8. The next question that has to engage the attention of the Court is what further orders, if any, should be passed. The power of the writ Court to direct a reference to be made, though available, must be exercised with care, caution and circumspection. In the present case a long time has elapsed since the claims on behalf of the workmen had been made. This Court in its earlier order dated September 15, 1998 in Civil Rule No. 5744/1997 instead of directing a reference to be made had left it open to the appropriate Government to pass an order under Section 12(5) of the Act as no such order was passed by the authority competent under the Act at that stage. Thereafter the impugned order dated October 28, 1998 has been passed refusing the reference.
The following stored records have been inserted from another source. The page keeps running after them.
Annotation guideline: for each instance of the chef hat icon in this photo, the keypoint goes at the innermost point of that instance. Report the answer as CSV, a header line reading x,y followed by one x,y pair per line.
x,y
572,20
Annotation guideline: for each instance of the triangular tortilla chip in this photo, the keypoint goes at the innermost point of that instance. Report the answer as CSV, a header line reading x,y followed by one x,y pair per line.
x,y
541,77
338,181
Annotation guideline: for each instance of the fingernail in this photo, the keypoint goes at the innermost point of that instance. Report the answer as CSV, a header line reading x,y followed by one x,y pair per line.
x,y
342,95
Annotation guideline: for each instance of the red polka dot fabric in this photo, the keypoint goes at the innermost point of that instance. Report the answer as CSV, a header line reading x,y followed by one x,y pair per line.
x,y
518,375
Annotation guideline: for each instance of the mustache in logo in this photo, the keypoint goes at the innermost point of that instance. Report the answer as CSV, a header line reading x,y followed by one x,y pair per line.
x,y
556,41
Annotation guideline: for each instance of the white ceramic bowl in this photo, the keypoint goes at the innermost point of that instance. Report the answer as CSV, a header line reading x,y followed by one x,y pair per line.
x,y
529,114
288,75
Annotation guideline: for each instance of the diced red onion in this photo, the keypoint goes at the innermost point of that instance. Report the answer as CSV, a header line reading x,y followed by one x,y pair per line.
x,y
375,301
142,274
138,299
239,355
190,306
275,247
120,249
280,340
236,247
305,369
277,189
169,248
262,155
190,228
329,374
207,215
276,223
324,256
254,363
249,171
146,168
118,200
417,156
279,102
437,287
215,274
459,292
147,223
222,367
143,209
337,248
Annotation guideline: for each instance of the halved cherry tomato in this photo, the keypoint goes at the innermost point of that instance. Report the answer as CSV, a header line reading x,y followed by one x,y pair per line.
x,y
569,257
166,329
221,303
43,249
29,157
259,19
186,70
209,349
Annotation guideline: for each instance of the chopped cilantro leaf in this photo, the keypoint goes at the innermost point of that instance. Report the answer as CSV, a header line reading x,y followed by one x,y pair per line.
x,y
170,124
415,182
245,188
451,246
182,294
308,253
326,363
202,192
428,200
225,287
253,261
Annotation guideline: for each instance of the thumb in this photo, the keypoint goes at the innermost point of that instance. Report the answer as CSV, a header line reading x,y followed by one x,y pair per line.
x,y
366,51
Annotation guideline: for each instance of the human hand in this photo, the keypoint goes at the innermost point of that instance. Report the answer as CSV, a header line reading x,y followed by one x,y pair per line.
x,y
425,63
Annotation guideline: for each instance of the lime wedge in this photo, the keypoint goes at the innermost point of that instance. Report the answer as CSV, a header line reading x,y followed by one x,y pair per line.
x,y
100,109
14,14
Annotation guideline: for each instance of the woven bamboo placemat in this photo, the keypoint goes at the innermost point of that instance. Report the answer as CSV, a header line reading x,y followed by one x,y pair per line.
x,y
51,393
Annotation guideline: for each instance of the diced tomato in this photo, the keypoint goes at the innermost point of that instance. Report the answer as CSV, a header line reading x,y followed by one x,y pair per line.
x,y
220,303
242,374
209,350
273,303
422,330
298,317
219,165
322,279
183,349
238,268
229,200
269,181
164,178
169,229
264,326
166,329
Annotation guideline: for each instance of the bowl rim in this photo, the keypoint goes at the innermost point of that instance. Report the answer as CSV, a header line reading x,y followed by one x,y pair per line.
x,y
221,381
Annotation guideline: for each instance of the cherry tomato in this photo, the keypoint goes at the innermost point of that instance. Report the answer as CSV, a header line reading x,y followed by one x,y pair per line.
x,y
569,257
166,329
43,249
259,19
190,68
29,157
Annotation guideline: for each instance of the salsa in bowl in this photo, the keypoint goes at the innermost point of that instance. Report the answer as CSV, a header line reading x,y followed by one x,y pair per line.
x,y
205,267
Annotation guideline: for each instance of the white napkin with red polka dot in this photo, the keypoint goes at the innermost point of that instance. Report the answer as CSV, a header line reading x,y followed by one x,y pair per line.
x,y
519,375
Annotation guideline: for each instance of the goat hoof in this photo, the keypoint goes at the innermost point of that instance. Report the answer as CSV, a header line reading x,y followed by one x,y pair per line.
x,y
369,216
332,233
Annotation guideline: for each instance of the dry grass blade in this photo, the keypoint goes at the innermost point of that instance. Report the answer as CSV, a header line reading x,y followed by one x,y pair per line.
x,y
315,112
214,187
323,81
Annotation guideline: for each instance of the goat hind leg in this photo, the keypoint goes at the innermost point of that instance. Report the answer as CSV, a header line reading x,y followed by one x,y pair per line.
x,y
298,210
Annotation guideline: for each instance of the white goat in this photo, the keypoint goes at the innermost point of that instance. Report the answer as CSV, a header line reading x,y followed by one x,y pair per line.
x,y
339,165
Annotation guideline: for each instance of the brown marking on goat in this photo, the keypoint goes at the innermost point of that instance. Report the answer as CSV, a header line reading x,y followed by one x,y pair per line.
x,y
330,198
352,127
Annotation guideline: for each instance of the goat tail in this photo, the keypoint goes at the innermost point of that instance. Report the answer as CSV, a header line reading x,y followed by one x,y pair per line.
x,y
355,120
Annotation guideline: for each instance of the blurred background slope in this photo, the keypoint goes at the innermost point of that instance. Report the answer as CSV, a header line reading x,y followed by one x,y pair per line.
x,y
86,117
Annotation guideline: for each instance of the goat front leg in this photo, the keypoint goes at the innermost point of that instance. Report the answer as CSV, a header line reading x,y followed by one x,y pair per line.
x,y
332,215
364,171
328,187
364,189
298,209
This Court has already set aside the impugned order dated October 28, 1998 on the grounds assigned. In such a situation, this Court is of the considered view that a further direction to the respondents No. 1 and 2 ought to be passed in the present case directing them to refer the claim of the members of the petitioner Association to regularisation/conversion of their status as regular employees of the ONGC in accordance with the standing orders in force. In making the aforesaid reference the Central Government will naturally confine the reference to the cases of only such workers who are covered by the notice of demand dated June 21, 1996 and the conciliation proceedings that had taken place subsequent thereof ending with the failure report dated October 27, 1997.

9. The writ petition shall, consequently, stand allowed as indicated above.